In afr_{f}xattrop_cbk we are not saving the xattr we have received from the subvolumes. Suppose the 1st subvolume returened success with op_ret 0 and non null xattr. Now since we are not storing xattr in the local only local->op_ret is set to 0. IF the op on the next subvolume fails, then op_ret is -1, but we are not storing it in local (since one of the subvolumes returned success), but will be sending the NULL xattr.

xlators above afr might segfault when they see op_ret to be 0 and assume that xattr to be present.

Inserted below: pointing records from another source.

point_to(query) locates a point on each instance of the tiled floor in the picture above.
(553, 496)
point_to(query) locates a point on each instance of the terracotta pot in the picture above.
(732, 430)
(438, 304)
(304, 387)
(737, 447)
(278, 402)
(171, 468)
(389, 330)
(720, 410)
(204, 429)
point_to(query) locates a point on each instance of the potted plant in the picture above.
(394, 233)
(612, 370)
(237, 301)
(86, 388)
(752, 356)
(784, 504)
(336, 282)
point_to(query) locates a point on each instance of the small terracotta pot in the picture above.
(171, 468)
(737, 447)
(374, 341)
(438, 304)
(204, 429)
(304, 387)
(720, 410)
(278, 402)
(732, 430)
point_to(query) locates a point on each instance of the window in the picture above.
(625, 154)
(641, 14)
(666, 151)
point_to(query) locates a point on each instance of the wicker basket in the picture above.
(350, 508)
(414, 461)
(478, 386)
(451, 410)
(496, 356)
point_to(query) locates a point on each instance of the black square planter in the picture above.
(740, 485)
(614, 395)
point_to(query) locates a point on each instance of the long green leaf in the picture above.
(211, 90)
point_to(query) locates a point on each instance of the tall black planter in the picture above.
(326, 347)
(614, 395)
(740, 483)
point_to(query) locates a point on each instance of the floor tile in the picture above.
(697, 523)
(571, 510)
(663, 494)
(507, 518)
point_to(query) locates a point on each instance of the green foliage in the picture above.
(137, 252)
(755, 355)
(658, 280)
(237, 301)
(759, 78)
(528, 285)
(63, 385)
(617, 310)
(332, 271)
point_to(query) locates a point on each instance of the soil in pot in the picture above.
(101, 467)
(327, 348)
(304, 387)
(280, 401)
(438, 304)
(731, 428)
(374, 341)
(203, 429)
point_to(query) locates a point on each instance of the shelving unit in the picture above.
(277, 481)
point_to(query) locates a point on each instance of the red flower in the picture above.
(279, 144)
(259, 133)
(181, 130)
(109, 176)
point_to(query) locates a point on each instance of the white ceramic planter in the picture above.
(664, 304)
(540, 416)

Version-Release number of selected component (if applicable):


How reproducible:


Steps to Reproduce:
1. create a volume and start it
2. mount it and put some data into the volume
3. give replace-brick
  
Actual results:

The source brick crashes

Expected results:

The source brick should not crash.

Additional info:

gluster volume info mirror
 
Volume Name: mirror
Type: Distributed-Replicate
Volume ID: f7ab6a61-4629-43e0-92c0-890f425b6afe
Status: Started
Number of Bricks: 2 x 2 = 4
Transport-type: tcp
Bricks:
Brick1: 10.1.11.130:/export-xfs/mirror
Brick2: 10.1.11.131:/export-xfs/mirror
Brick3: 10.1.11.144:/export-xfs/mirror
Brick4: 10.1.11.145:/export-xfs/mirror
Options Reconfigured:
cluster.self-heal-daemon: on
diagnostics.count-fop-hits: on
diagnostics.latency-measurement: on
geo-replication.indexing: on
features.limit-usage: /playground:22GB
features.quota: on
performance.stat-prefetch: on

Comment 1 Anand Avati 2012-03-12 12:23:04 UTC
CHANGE: http://review.gluster.com/2813 (cluster/afr: save the xattr obtained in the {f}xattrop_cbk in local) merged in master by Vijay Bellur (vijay)

Comment 2 Raghavendra Bhat 2012-05-09 09:57:01 UTC
Checked with glusterfs-3.3.0qa40. Now replace-brick command does not give this crash since we are properly storing the xattrs that have been returned.